We are also interested in understanding several specific regulatory elements that are likely to be involved in C. jejuni pathogenesis and colonization. We have already identified and characterized a novel two-component signal transduction system that appears to be specifically required for in vivo colonization; we are additionally exploring another two-component system that was up-regulated in the presence of host cells. Future work will focus on identifying the genes regulated by each of these systems and how they contribute to the bacteria’s ability to colonize and cause disease.
Finally, two longer-term goals of my research center on trying to understand how C. jejuni can live harmlessly as a commensal in most animal species yet causes severe disease in humans, and how a specific host or transmission environment contributes to pathogenicity. We have already determined that laboratory passage in a high O2 environment compromises the ability of C. jejuni to colonize its natural zoonotic hosts. Future work is aimed at (a) exploring how C. jejuni genotypes and genome evolution contribute to the successful colonization of specific host systems, and (b) investigating host cell responses to C. jejuni infection.
In both developed and developing countries, food- and waterborne illnesses are significant health problems. Many of the illnesses, particularly those involving diarrhea, are caused by pathogenic bacteria, which are becoming increasingly resistant to antibiotics.
Campylobacter jejuni is the leading cause of bacterial-induced diarrheal disease in the developed world, infecting over 1% of the North American population each year. Campylobacteriosis is usually caused by ingesting contaminated water (as in the Walkerton Crisis), raw milk or poultry, the most frequent carrier of the bacteria. Ironically, despite C. jejuni’s prevalence as a human pathogen, relatively little is known about how this organism causes disease.

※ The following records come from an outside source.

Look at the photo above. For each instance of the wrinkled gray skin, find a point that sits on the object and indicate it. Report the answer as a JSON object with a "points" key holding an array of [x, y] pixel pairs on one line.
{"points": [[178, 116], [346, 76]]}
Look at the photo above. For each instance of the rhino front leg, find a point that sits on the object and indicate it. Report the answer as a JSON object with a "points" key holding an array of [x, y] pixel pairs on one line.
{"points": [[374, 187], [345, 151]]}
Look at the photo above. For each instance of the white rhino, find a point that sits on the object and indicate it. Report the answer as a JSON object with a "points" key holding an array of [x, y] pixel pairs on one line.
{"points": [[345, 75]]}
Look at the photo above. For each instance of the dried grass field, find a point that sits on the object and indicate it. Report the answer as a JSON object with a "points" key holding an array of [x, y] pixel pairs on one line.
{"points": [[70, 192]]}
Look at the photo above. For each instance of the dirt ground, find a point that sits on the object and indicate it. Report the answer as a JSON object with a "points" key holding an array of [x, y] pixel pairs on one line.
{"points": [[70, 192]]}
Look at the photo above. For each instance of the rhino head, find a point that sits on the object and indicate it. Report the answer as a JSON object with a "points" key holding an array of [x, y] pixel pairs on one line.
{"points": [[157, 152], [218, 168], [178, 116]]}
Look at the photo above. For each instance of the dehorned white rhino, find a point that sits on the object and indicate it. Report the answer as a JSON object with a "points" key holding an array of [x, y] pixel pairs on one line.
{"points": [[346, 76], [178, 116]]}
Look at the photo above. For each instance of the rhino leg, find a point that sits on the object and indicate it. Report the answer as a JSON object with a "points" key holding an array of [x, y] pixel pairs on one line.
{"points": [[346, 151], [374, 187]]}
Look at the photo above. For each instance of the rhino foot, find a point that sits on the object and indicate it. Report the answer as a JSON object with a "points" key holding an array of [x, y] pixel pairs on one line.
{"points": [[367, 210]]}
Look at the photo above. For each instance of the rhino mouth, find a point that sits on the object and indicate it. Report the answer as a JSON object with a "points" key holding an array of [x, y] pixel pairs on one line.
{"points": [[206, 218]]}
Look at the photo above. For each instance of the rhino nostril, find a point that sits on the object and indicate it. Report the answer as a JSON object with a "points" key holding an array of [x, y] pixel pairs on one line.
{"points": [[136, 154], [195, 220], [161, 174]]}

Our lab's research focuses on exploring the molecular mechanisms underlying C. jejuni pathogenesis, with particular emphases on understanding how the bacterium interacts with human cells to cause disease as well as investigating how it survives adverse conditions during environmental transmission. One project area focuses on a specific stress response called the stringent response that we have found to be critical for virulence, antibiotic resistance, and environmental survival of C. jejuni and Helicobacter pylori, a related pathogen that causes gastric ulcers and cancer. Another line of research focuses on C. jejuni biofilms; specifically, the genetic and structural components involved in biofilm development and the roles of biofilms in virulence and transmission. Our lab is also exploring several systems C. jejuni uses to navigate both in vivo and ex vivo environments and how these intersect to form regulatory networks. A fourth area focuses on host responses to C. jejuni infection. The overall goals of these studies are to create a better understanding of both specific and general mechanisms of C. jejuni virulence and transmission, to use these findings as a model for related organisms, and potentially to develop novel antimicrobial and vaccine strategies to reduce the incidence of C. jejuni-related disease.